KNIME Azure Integration User Guide

Download PDF

Overview

KNIME Analytics Platform includes a set of nodes to support Azure cloud services. The supported Azure cloud services that will be covered in this guide are Azure HDInsight, Azure Blob Storage, Azure Data Lake Storage Gen2, and Azure SQL.

The KNIME Azure Cloud Connectors extension is available on KNIME Hub.

Azure HDInsight

Cluster Setup

To create an Azure HDInsight cluster using the Azure portal, follow the step-by-step guide provided by Azure documentation. During cluster creation, the following settings are important:

Cluster credentials. In this section, you have to give login credentials to access and administer the cluster. Please remember the cluster login username and password, which will be needed later to connect to it via KNIME Analytics Platform.
Storage Account. A storage account contains all of your Azure Storage objects. The storage account provides a unique namespace for your Azure Storage data that is accessible from anywhere, including a HDInsight cluster.
Cluster type. The cluster type defines the services that will be provisioned for your cluster. For example, select Apache Spark to enable Spark processing on the cluster.

HDInsight clusters only expose three ports publicly: 22, 23, and 443. For more information on the ports used by Apache Hadoop services running HDInsight clusters, please check out the Azure documentation.

Connect to HDInsight cluster

Figure 1. Connecting to HDInsight cluster

Figure 1 shows how to establish a connection to a running HDInsight Spark cluster via KNIME Analytics Platform. The Microsoft Authentication node provides authentication to access Azure services. The Azure Blob Storage Connector node is used to create a connection to Azure Blob storage. For more details, please check out the Azure Storage section of this guide.

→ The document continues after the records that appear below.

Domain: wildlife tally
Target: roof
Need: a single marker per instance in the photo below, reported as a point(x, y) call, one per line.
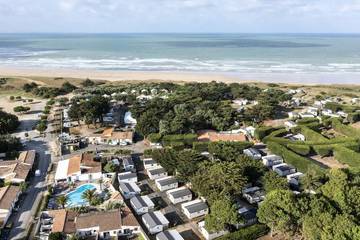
point(166, 181)
point(7, 196)
point(126, 175)
point(141, 201)
point(212, 136)
point(179, 192)
point(154, 219)
point(106, 221)
point(155, 171)
point(169, 235)
point(27, 157)
point(63, 221)
point(129, 187)
point(197, 206)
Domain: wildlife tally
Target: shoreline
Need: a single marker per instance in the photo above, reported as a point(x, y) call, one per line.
point(339, 78)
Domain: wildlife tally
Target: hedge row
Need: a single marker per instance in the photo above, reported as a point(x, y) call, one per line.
point(347, 156)
point(302, 164)
point(345, 129)
point(248, 233)
point(303, 150)
point(186, 139)
point(263, 131)
point(312, 135)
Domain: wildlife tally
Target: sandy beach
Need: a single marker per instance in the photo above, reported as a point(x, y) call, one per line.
point(291, 78)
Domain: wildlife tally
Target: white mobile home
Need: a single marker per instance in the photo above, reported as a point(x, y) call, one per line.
point(155, 222)
point(156, 173)
point(194, 209)
point(179, 195)
point(142, 204)
point(129, 189)
point(166, 183)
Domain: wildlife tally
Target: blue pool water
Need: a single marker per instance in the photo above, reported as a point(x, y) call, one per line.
point(75, 198)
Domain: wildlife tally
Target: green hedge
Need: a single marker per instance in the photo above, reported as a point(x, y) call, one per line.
point(323, 150)
point(302, 164)
point(345, 129)
point(263, 131)
point(186, 139)
point(312, 135)
point(154, 137)
point(201, 146)
point(347, 156)
point(303, 150)
point(248, 233)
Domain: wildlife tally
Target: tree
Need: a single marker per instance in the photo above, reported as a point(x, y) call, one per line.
point(214, 179)
point(8, 122)
point(272, 181)
point(222, 214)
point(21, 109)
point(56, 236)
point(89, 195)
point(62, 200)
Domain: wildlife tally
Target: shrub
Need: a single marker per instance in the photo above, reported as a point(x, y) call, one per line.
point(263, 131)
point(300, 149)
point(302, 164)
point(154, 137)
point(323, 150)
point(201, 146)
point(248, 233)
point(347, 156)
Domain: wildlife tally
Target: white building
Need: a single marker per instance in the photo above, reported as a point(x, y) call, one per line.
point(179, 195)
point(155, 222)
point(166, 183)
point(142, 204)
point(129, 189)
point(271, 160)
point(169, 235)
point(128, 177)
point(150, 163)
point(156, 173)
point(194, 209)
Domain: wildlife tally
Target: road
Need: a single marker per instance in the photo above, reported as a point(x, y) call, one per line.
point(23, 218)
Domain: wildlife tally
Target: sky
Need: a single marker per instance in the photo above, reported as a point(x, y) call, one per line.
point(245, 16)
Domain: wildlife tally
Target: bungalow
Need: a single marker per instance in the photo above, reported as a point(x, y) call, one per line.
point(210, 235)
point(166, 183)
point(179, 195)
point(127, 177)
point(294, 178)
point(128, 164)
point(169, 235)
point(111, 137)
point(81, 167)
point(150, 163)
point(142, 204)
point(8, 198)
point(290, 124)
point(91, 225)
point(213, 136)
point(253, 195)
point(271, 160)
point(156, 173)
point(253, 153)
point(194, 209)
point(283, 169)
point(155, 222)
point(129, 189)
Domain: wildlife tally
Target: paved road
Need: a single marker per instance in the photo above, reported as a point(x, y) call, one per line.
point(24, 216)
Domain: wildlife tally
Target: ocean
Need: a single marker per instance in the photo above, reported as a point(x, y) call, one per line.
point(246, 54)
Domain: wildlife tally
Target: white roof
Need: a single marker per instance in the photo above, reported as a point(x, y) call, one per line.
point(61, 170)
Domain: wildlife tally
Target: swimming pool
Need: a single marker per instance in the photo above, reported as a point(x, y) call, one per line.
point(74, 197)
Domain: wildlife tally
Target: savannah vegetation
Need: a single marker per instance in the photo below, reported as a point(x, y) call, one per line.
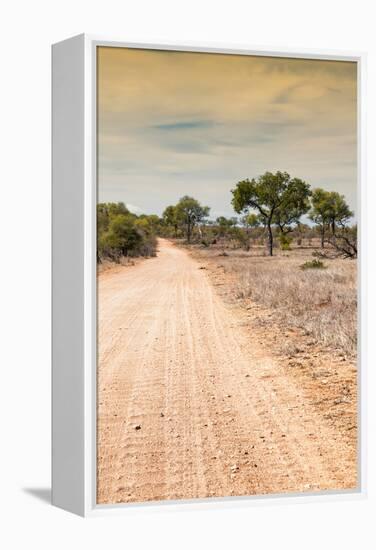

The Create Spark Context (Livy) node creates a Spark context via Apache Livy. Inside the node configuration dialog, the most important settings are:

Spark version. Please make sure the Spark version is equivalent to the Spark version on the cluster.
The Livy URL. It has the format https://<cluster-name>.azurehdinsight.net:443/livy where <cluster-name> is the name of the HDInsight cluster.
Authentication. Enter the cluster login username and password in this field. Please check the Cluster Setup section to find more information on the cluster credentials.
Under Advanced tab, it is mandatory to set the staging area for Spark jobs. The staging area, which is located in the connected Azure Blob storage system, will be used to exchange temporary files between KNIME Analytics Platform and the Spark context.

The remaining settings can be configured according to your needs. For more information on the Create Spark Context (Livy) node, please check out the KNIME Amazon Web Services Integration User Guide.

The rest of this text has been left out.